Engineers at Nasa have also been drawing up plans to use nuclear thermal propulsion in a mission to Mars in 2033.
According to the space agency's design, uranium-235 nuclear reactions are used to heat liquid hydrogen inside a reactor, turning it into ionized hydrogen gas, or plasma.
This plasma is then channeled through a rocket nozzle to generate thrust.












Dr Stanely Borowski, an engineer at Nasa's John Glenn Research Centre, last year outlined how this could then be used to propel a space with its crew through space in a official Nasa paper.
He said the spacecraft, called Copernicus, would consist of separate cargo and crewed transfer vehicles, each powered by a nuclear thermal propuslion stage.
These would be constructed from a 'core' that use three engines each capable of producing thrust of around 25,000 lbs of force.
He estimates that these vehicles could make the 40 million mile trip to Mars within 100 days.
It took the Mars Science Laboratory spacecraft carrying Nasa's Curiosity Rover to Mars 253 days to reach the red planet.
Writing in his paper, Dr Borowski said: 'The analysis presented here indicates transit time reductions as much as 50 per cent are possible.'



Nasa first began researching nuclear thermal rockets as part of its Nuclear Engine for Rocket Vehicle Application (NERVA) programme in 1959.

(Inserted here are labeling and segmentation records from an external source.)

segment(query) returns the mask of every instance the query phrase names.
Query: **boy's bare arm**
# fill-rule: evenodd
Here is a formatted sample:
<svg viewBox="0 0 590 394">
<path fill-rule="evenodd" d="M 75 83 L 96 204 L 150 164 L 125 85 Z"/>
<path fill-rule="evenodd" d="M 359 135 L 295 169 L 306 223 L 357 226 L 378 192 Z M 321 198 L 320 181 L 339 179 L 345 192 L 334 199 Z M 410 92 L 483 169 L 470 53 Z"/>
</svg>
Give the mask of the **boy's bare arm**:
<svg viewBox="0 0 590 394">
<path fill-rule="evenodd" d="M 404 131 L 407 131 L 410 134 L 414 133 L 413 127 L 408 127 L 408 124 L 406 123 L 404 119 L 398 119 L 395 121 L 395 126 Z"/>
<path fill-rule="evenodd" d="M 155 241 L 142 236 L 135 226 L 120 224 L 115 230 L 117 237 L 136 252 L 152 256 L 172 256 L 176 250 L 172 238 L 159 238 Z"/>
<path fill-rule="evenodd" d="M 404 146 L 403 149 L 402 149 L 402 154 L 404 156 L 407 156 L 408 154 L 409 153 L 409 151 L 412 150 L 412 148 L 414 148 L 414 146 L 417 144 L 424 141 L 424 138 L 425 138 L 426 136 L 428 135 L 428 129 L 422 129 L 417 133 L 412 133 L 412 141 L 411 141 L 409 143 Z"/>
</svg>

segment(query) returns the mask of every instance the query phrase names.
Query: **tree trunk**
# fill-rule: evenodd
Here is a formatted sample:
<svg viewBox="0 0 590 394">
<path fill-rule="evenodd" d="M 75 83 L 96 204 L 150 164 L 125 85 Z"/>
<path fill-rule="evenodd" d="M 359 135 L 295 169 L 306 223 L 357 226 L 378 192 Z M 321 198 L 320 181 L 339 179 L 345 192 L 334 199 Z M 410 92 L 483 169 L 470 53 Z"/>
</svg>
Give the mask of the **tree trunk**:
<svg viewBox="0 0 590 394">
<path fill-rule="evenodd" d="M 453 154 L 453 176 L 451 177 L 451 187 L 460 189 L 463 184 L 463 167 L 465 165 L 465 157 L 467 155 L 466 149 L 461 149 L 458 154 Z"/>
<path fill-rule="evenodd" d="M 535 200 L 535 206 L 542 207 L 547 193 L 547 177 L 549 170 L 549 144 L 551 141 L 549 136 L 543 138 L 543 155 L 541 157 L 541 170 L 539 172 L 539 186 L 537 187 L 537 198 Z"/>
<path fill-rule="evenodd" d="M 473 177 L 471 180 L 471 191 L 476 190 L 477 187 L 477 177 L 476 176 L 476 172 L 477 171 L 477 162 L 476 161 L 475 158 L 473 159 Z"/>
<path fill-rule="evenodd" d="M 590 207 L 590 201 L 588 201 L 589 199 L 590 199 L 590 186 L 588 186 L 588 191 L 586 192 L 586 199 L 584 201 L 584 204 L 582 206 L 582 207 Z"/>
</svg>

The most powerful nuclear rocket engine ever tested was the Phoebus 2a, which was fired for 32 minutes in Nevada in 1968 as can be seen in the photo above


Nasa has been using nuclear material to power spacecraft for decades.
In 1960 a satellite programme called TRANSIT, used to guide missiles from space, was the first to use plutonium isotopes to create batteries.
These work by wrapping the plutonium with thermoelectrics, that turn the heat given off by the decaying isotope into electricity.
Nasa also used plutonium batteries on its failed Nimbus B1 satellite, which blew up on launch.
In 1972 and 1973 Nasa then launched its Pioneer space probes, which used 155-watt nuclear batteries to keep them powered as they travelled to the very edge of the solar system.
The Viking landers, which touched down on Mars for the first time in 1976, also used plutonium batteries to power their experiments.
The Voyager probes, which have become the first manmade objects to leave the solar system, also relied upon three plutonium-238 batteries that have allowed them to communicate with Earth for 36 years.
The Ulysses sun probe also used a nuclear battery to keep the spacecraft operating while it performed a slingshot around Jupiter.
The Galileo spaceprobe to Jupiter's moons also used two nuclear batteries to give it 570 watts of power.
The Cassini space probe to Saturn carried the largest nuclear battery every launched, weighing 72lbs.
In 1959, Nasa began work with the US Atomic Energy Commission to develop a nuclear powered rocket to carry astronauts into space, but the project was ended in 1973 at the same time as the Apollo space missions.


----------



## FordGT90Concept (Mar 17, 2016)

Mmmm, plasma.  A novel approach but it is ulitimately limited by how much hydrogen it can carry.  Also, the fission reactor makes manned missions a problem because they have to be shielded.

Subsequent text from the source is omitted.